Первый натиск двери выдержали. Но напор не ослабевал. По ним колотили с нечеловеческой силой. И вот уже топор пробил в дереве первую дырку. Теперь оставалось недолго ждать, пока дыери разлетятся в щепки, и завоеватели ворвутся сюда.
Птичье колесо продолжало снижаться. Оно теперь было над головами, так что приходилось пригибаться. Хлопанье крыльев оглушало. Птиц было несметное количество. Ещё немного, и это страшное колесо обоймёт людей. И тогда…
- Изыдите, крылатые и клювастые! - закричал Большой Японец.
Он вскинул руки. И круг стал терять устойчивость. Теперь птицы двигались не так слаженно.

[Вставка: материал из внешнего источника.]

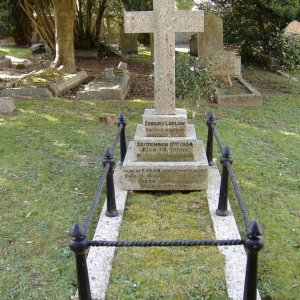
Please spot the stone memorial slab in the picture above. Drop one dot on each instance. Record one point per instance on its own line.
(102, 88)
(71, 81)
(28, 92)
(165, 125)
(122, 66)
(5, 62)
(165, 176)
(252, 98)
(7, 105)
(164, 21)
(109, 73)
(166, 148)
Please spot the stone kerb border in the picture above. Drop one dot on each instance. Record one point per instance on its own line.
(254, 98)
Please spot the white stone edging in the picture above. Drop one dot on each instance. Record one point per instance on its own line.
(226, 228)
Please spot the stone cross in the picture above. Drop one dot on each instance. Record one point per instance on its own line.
(164, 21)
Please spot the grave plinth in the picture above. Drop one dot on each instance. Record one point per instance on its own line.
(165, 154)
(169, 157)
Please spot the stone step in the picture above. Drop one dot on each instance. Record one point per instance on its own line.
(165, 176)
(166, 148)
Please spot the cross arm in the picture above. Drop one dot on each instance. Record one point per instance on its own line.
(188, 21)
(139, 22)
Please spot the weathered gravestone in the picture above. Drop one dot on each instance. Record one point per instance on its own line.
(165, 153)
(209, 44)
(128, 43)
(7, 105)
(108, 87)
(4, 61)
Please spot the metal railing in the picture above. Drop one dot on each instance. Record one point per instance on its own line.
(253, 241)
(79, 242)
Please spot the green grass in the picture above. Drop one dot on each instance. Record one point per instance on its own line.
(51, 153)
(15, 51)
(51, 158)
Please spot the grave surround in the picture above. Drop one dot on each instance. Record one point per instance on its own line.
(165, 153)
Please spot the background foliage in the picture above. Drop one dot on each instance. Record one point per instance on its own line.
(193, 77)
(250, 26)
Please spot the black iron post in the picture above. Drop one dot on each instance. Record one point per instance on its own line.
(253, 243)
(110, 187)
(210, 137)
(78, 244)
(123, 147)
(222, 206)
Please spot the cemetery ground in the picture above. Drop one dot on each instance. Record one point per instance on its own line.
(51, 159)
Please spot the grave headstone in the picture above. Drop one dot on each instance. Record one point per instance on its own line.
(5, 62)
(293, 27)
(8, 41)
(109, 73)
(122, 66)
(103, 88)
(165, 153)
(209, 44)
(38, 49)
(211, 40)
(128, 43)
(7, 105)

- Из тьмы пришли, во тьму уйдёте! - изрёк Большой Японец торжествующе.
Круг начал подниматься.
Но ненадолго.
- Я не сдержу его долго, - сдавленно произнёс Большой Японец, когда птицы снова начали снижаться.

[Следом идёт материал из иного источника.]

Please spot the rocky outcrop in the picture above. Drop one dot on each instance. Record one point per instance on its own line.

- Что делать? - на грани истерики крикнул Лаврушин.
- Играй! - приказал Большой Японец.
- Я не могу!
- Можешь играть! Играй, играй.
Лаврушин провёл пальцами по клавишам. Нажал на одну, опасаясь, что мир разлетится.
Но "пианино" молчало.
Он нажал на клавишу ещё раз.
Снова молчание.
- Испортилась! - воскликнул Лаврушин.
- Играй, - Большой Японец стоял, подняв руки, и был напряжён, как атлант, держащий небо. Он пока ещё сдерживал птиц.
Брешь в двери стала больше. В неё просунулась волосатая лапа, по размерам больше походящая на слоновью ногу, и зашарила в поисках засова.
Лаврушин снова нажал на клавишу.
- Ничего!
- Из тишины рождается всё! - крикнул Большой Японец. - "Пианино" слушает тебя. Давай!
Он не выдержал, рухнул на колени, согнулся, и круг начал опускаться всё быстрее. Волосы ерошил воздух от хлопающих крыльев.
Степан вскрикнул. Когти птицы проехались по его щеке и легко вспороли кожу.
Лаврушин нажал на клавишу.
Дверь вылетела. Орда неописуемых уродов ворвалась в зал. Они торжествующе и алчно взревели.
Лаврушин вдруг уверенно пробежал по клавишам.
И зазвучал хрустальный, чистый звук.
Лаврушину наступил ещё в детстве медведь на ухо. Он умел немножко брать три аккорда на гитаре и петь неуверенным голосом туристские песни, но только те, которые не требовали даже минимума слуха.
Но сейчас в нём жила прекрасная музыка. Она истекала из глубин его души, она проходила через пальцы и входила в "пианино", которое выпускало её наружу.
И вместе с этой варварской мелодией проникали в мир силы, вспарывавшие время и пространство, буравящие перегородки между Вселенными.
Чернокнижник был уверен, что попавший в Мир Холода не вырвется никогда. Прав ли он?
Кокон вокруг Чернокнижника и Дракулы распался. Граф согнулся, опершись о меч. Чернокнижник стоял, раскачиваясь и подвывая, как зверь. Он был обессилен.
- А-а-а! - злобно взвыл он, услышав музыку иных миров.
И твари, его слуги, взвыли, как от боли.
И распался птичий круг.
В центре зала возник провал, переливающийся радугой.
- Туда, - приказал Лаврушин.
В этом провале была тьма, в которой копошились ужасы. Там ждали беглецов чудовищные адские создания. Туда не было пути.
Но и назад пути тоже не было. Лаврушин толкнул туда Степана, и он пропал в провале. За ним последовал Большой Японец. Последним уходил сам Музыкант.
Лаврушин летел в бесконечный туннель. Вокруг творилось что-то невероятное. Дикое. И ни с чем не сравнимое. Здесь властвовали порождения самых безумных кошмаров, терзавших человечество. Здесь жила кристально чистая злоба и ненависть. Здесь было собрано всё самое отвратительное и мерзкое, что создала Вселенная. Здесь жила болезненная, мерзкая, сужая воля, разщбитая на вожделение, старсть, похоть и жажду крови миллионов существ.
Чудовищные нетопыри, штурмовавшие замок, были просто мультипликационными добрыми игрушками по сравнению с кошмарами, жившими здесь.